Integration with KV Cache Eviction

The Bloom filter serves as a first-stage filter before consulting the actual KV cache. Workflow:

Hash incoming token ID through Bloom filter
If filter returns negative, skip cache lookup entirely—guaranteed miss
If filter returns positive, query KV cache (may still miss due to false positive or eviction)
On cache hit, return cached hidden states; on miss, compute and insert

This eliminates 97%+ of futile cache lookups in typical workloads. When the KV cache evicts old tokens due to capacity constraints, the Bloom filter remains unchanged—false positives increase slightly but remain within tolerance.
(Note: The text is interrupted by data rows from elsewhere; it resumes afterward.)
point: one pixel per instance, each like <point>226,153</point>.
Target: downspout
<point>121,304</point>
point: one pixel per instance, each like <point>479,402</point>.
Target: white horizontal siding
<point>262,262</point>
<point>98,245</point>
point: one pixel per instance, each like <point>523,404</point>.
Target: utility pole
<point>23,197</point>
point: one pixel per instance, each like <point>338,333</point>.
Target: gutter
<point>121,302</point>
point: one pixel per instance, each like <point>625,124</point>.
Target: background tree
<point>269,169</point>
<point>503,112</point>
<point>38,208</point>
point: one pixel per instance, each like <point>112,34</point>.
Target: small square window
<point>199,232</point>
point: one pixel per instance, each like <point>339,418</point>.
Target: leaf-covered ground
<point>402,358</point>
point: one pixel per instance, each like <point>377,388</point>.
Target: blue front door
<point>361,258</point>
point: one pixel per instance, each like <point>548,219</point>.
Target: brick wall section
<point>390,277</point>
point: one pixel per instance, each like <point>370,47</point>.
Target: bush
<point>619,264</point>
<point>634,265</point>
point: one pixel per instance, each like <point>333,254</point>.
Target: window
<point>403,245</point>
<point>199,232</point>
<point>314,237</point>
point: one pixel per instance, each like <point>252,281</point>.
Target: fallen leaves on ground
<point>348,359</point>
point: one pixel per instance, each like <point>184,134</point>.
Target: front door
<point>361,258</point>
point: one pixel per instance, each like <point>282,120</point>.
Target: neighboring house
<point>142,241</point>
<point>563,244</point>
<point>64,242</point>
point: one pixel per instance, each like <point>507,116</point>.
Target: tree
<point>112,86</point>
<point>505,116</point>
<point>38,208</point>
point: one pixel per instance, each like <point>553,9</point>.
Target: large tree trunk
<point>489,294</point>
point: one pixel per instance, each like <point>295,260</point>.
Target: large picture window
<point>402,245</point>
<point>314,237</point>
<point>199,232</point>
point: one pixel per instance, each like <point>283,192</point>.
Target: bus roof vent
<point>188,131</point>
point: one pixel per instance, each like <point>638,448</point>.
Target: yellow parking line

Periodic Filter Reconstruction

Over long conversations, the false positive rate drifts as tokens are evicted from the KV cache but remain in the Bloom filter. Every 8,192 processed tokens, we rebuild the filter from the current KV cache contents. This operation takes 0.8-1.2ms and can run asynchronously during model inference.

Production Measurements

Deployed in a healthcare transcription app processing 40-minute physician dictations, the Bloom filter cache reduced median first-token latency from 284ms to 89ms for follow-up queries. Memory overhead dropped from 180MB to 48MB per active session, enabling three concurrent users on a device previously limited to one.

False positive rate measured at 0.0007 across 2.3 million queries—well below the 0.001 design target. Average lookup time: 420 nanoseconds on a Snapdragon 8 Gen 2, including all eight hash computations.

Comparison to Cuckoo Filters

Cuckoo filters support deletion and offer similar space efficiency, but require more complex insertion logic prone to infinite loops under high load. For LLM caching where deletion isn't critical (we rebuild periodically), Bloom filters' simplicity and guaranteed insertion time win.

Edge Cases and Failure Modes

When the bit array reaches saturation (>80% bits set), false positive rates spike. Monitoring the set bit count and triggering early reconstruction prevents degradation. In pathological cases—a user pasting a novel with 50K unique tokens—the filter gracefully degrades to always returning positive, effectively disabling itself while maintaining correctness.

Thermal throttling on prolonged inference can slow hash computation, but the effect is negligible: even at 50% clock speed, hash overhead remains under 2% of total inference time.

Future Directions

Learned Bloom filters use small neural networks to predict membership, potentially reducing false positives by another order of magnitude. However, the added inference latency (1-3ms) currently outweighs benefits for mobile deployment. As edge TPUs become ubiquitous, this tradeoff may shift.

Hierarchical filters—a coarse-grained filter for 1K-token chunks backed by fine-grained per-token filters—could optimize cache warming for long documents. Early experiments show promise but require careful tuning to avoid compounding false positive rates across layers.